Batuk Napoleon dan Budaya Mundur

Batuk Napoleon dan Budaya Mundur

905
0
SHARE
Asma Nadia (Daan Yahya/Republika).

Sabtu , 29 April 2017, 06:00 WIB

Red: Maman Sudiaman

Oleh : Asma Nadia

Asma Nadia (Daan Yahya/Republika).
Asma Nadia (Daan Yahya/Republika).

REPUBLIKA.CO.ID, Seorang perwira menghadap Napoleon Bonaparte, menanyakan kebijakan sang kaisar terhadap seribu dua ratus tawanan Turki yang tertangkap.
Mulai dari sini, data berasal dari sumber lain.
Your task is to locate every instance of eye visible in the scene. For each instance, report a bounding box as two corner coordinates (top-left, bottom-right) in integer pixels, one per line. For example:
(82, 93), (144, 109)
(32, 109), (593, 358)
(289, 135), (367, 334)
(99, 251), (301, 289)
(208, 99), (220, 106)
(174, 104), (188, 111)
Kebetulan pemimpin tertinggi Prancis tersebut sedang menderita flu berat sehingga sering kali terbatuk-batuk.

Lantaran kesal, orang terkuat di Eropa itu mengumpat “ma sacre toux!” yang artinya “batuk sialan!”. Namun, gara-gara kalimat diiringi suara batuk, sang perwira mengira mendengar perintah “massacrez tous!” yang bermakna “bunuh semua!”. Akibat kesalapahaman sepele inilah, ribuan tawanan tewas dibantai.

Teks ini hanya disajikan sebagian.